Smart TVs Represent a Massive and Vulnerable Attack Surface

The proof-of-concept “red button” attack exploits a loophole in the Hybrid Broadcast Broadband TV (HbbTV) standard
The proof-of-concept “red button” attack exploits a loophole in the Hybrid Broadcast Broadband TV (HbbTV) standard

Connected TVs are rapidly becoming popular devices inside the homes across mature consumer electronics markets and, as with anything else that’s exposed to the internet, it is poised to become a ripe attack vector for cybercriminals. The latest is a proof-of-concept “red button” attack that exploits a loophole in the Hybrid Broadcast Broadband TV (HbbTV) standard, popular across Europe for smart TVs.

HbbTV allows broadcast streams to include embedded HTML content that is rendered by the television, for uses like targeted, personalized advertising and blended, interactive content that marries normal linear video feeds and content from the web. In addition to its very wide deployment in Europe (60 broadcasters already use it there), HbbTV has recently been adopted as part of the American digital television standard.

According to a report from Yossef Oren and Angelos Keromytis from the Network Security Lab at Columbia University, attackers can use a weakness in the standard and a cheap antenna to hijack smart TVs via radio signals, and from there perform a variety of nefarious tasks. For instance, they can interact with any website, even using credentials stored in the TV sets for accessing services such as social networks, webmail or e-commerce sites.

“This capability can be leveraged to perform traditional attack activities: perform click fraud, insert comment or voting spam, conduct reconnaissance (within each home network or against a remote target), launch local or remote denial of service attacks, and compromise other devices within the home network or even elsewhere,” the researchers explained in their paper on the flaws.

“Beyond these, the attacker can also control the content displayed on the TV, to craft phishing and other social engineering attacks that would be extremely convincing, especially for TV viewers who are educated to (and have no reason not to) trust their screens,” they added. “Finally, the attacker can use the broadcast medium to effectively distribute exploits that completely take over the TV set’s hardware.”

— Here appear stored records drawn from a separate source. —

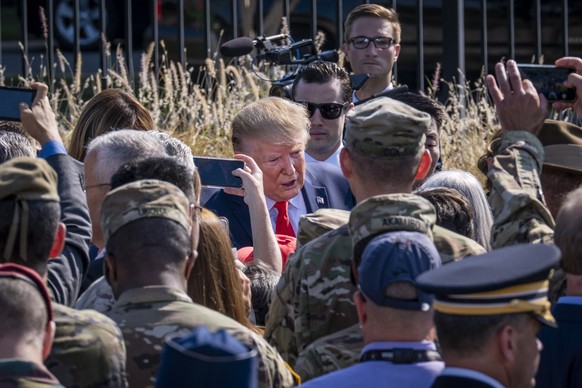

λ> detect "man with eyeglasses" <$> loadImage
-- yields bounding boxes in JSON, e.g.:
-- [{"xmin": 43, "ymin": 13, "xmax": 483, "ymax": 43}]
[
  {"xmin": 342, "ymin": 4, "xmax": 400, "ymax": 103},
  {"xmin": 291, "ymin": 61, "xmax": 354, "ymax": 167}
]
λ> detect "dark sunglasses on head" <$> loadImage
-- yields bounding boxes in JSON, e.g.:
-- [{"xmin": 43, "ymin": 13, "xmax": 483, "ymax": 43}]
[
  {"xmin": 296, "ymin": 101, "xmax": 350, "ymax": 120},
  {"xmin": 350, "ymin": 36, "xmax": 394, "ymax": 49}
]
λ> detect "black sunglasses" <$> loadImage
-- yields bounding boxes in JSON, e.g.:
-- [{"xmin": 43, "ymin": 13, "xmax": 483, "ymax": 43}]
[
  {"xmin": 296, "ymin": 101, "xmax": 350, "ymax": 120},
  {"xmin": 350, "ymin": 36, "xmax": 394, "ymax": 49}
]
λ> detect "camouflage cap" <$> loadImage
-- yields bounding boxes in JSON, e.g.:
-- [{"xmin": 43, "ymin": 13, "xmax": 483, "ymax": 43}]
[
  {"xmin": 101, "ymin": 179, "xmax": 192, "ymax": 242},
  {"xmin": 345, "ymin": 97, "xmax": 431, "ymax": 158},
  {"xmin": 0, "ymin": 157, "xmax": 60, "ymax": 202},
  {"xmin": 297, "ymin": 208, "xmax": 350, "ymax": 246},
  {"xmin": 349, "ymin": 194, "xmax": 436, "ymax": 260},
  {"xmin": 0, "ymin": 157, "xmax": 60, "ymax": 261}
]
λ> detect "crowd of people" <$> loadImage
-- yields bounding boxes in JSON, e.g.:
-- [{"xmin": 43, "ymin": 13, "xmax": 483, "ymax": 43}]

At the heart of it all is a well-known attack style – the man-in-the-middle attack. “This potential attack method isn't related specifically to the use of the red button on a TV remote specifically, but to any interaction with a smart TV,” explained David Emm, senior security researcher at Kaspersky Lab, in an email. “Such an attack would effectively be a ‘man in the middle’ attack, with hackers placing themselves between the consumer and the broadcaster and injecting their own, bogus information into the broadcast stream - for example, fake adverts and other content.”

He added that after hacking the radio signal, hackers in effect become the broadcaster, and even have the ability to hack into anything sent or received by the consumer.

The researchers said that most of these attacks require no user knowledge or consent – the victims are only required to keep watching their televisions – hence the term “red button attack.” But perhaps what’s most concerning is the fact that the attacks can be carried out at scale and without leaving clues behind as to what’s going on.

“The unique physical characteristics of the broadcast TV medium allow these attacks to be easily amplified to target tens of thousands of users, while remaining completely undetectable,” they said. “Remarkably, the attacker does not even require a source IP address.”

Emm elaborated, “Since it would involve hacking into the radio signal through the use of an antenna, it would be difficult to track down the attackers. It’s reminiscent of someone sniffing the traffic on a public Wi-Fi hotspot or setting up a fake one.”

The attack surface for the issue is potentially considerable: In France, 42% of households have smart TV, compared with 40% in Turkey and Poland, 34% in Germany, 28% in Italy, 26% in Spain and the Netherlands, and 22% in the UK, according to Concentra Marketing Research. Advisory firm TDG, meanwhile, said that a quarter of households in the US have a smart TV.

"As more and more devices connect to the internet, it is their insecurity that is increasing the attack surface and the threats to our daily life,” said IOActive Labs CTO Cesar Cerrudo, in a note to Infosecurity. “Every day there is a new vulnerability on an 'Internet-of-Things' device and the every day consumer's exposure to attacks will continue to increase and this won't stop.”

He added, “Vendors should invest more on security, through the development process and upwards, because if this does not happen soon, the attack surface will be so big that hacking someone will become trivial."

Oren said the standards body that oversaw HbbTV had been told about the security loophole.